I barely spoke as my lift ticket was purchased. I had to stop and breath before even getting near the chairlift. I looked around. “There are a lot of dudes here.” I mused to myself. I struggled to breath. My riding partner smiled and I barely heard them say “Let’s Go.” My heart had taken up residence in my mouth and I could’t reply. My whole body was quivering head to toe, my cheeks flushed in embarrassment, my lungs fighting for air and the next thing I know I’m at the top of the hill looking out over Calgary.
I stood a moment admiring the view. I looked around and noticed I was surrounded by men. “You don’t belong here. Look at all those men. They are going to pin you down and strangle the life out of you. They are going to watch you struggle. They are going to watch you fall. They will watch you destroy yourself. You don’t belong here.” My mind whispered to me. Tears hot in my eyes I could barely see. I shake the words out of my ears, like a dog whipping its fur about after a swim.
“It’s not real, people are not like that. Guys are not like that. Shut up. I’m doing this.” I say to myself. The tightness in my chest reminding me I could barely breathe.
My riding partner took off, and I forgot how to get on my bike.
I forgot how to peddle.
I forgot how to change gears.
My mind was completely backwards & I failed to locate the information stored in the vestibules deep inside in my brain in order to ride. All functions stopped. I clumsily took off down the hill like a newborn animal, awkward, haphazard and dazed.
Next run was a blue one and I discovered bikes can fly.
Imagine my surprise as the bike took off into the air become airborne without warning. “Panic, breathe, adapt, look ahead not down.” I tell myself. I had no idea this could happen on a trail, I thought jumps were skills park only. NOPE. I slammed on the brakes as I came up to a large tabletop and skidded to a halt after the last jump nearly ended in catastrophe.
Kids more than half my age on bikes that cost more than my car flew by, twirling, graceful as acrobats in a synchronized florescent kaleidoscopic parade and I watched in envy and awe at their skill and fearlessness. I was instantly reminded of Bridget Jones on her Ski Trip. I felt the murmurs of my mind stirring to grab this moment.

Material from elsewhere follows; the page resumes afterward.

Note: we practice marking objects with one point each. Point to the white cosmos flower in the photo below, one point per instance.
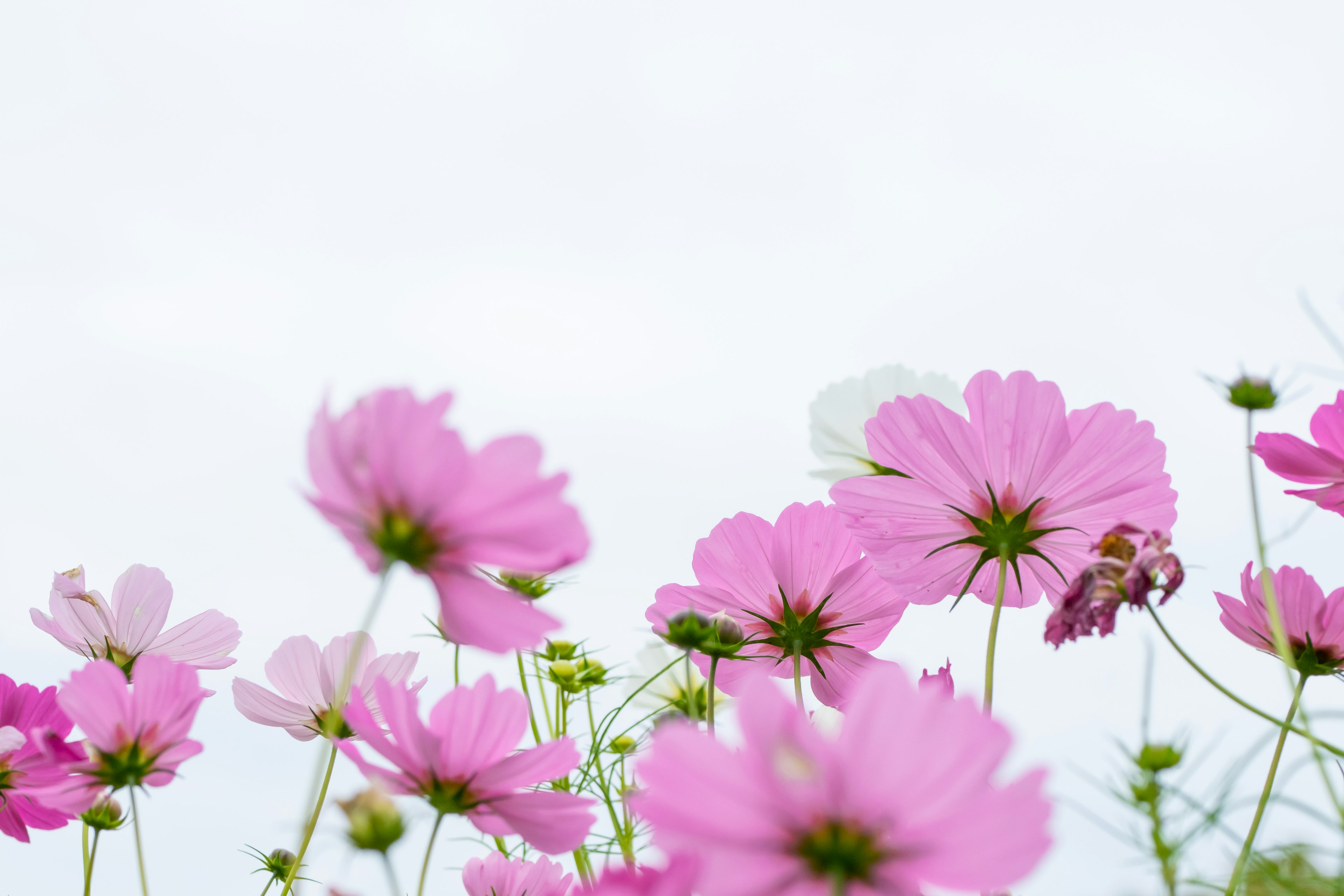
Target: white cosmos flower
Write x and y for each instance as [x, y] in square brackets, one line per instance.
[842, 409]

I heard my riding partner chuckle and tried to encourage me down the hill. Stubbornly I waited a moment before I pushed off.
I made it there deep in humility, rage, and frustration fueling me to the next run and the next.Each run got a little easier and after a few hours the tightness in my chest was gone, the fraud police in my head were silent and I could breathe again.
It was time to leave.
I took a moment & looked back up at the hill, I looked at the chairlift, I looked at all the people there and I noticed something.
Upon arrival at the hill I was a shaking feather consumed by the thoughts in my mind, ready to dart & hide at the slightest movement.
Upon departure I noticed a swagger in my step, my shoulders squared and confidence that I haven’t experienced before. I may not have been crushing the jumps like everyone else but the simple act of doing it anyway changed everything.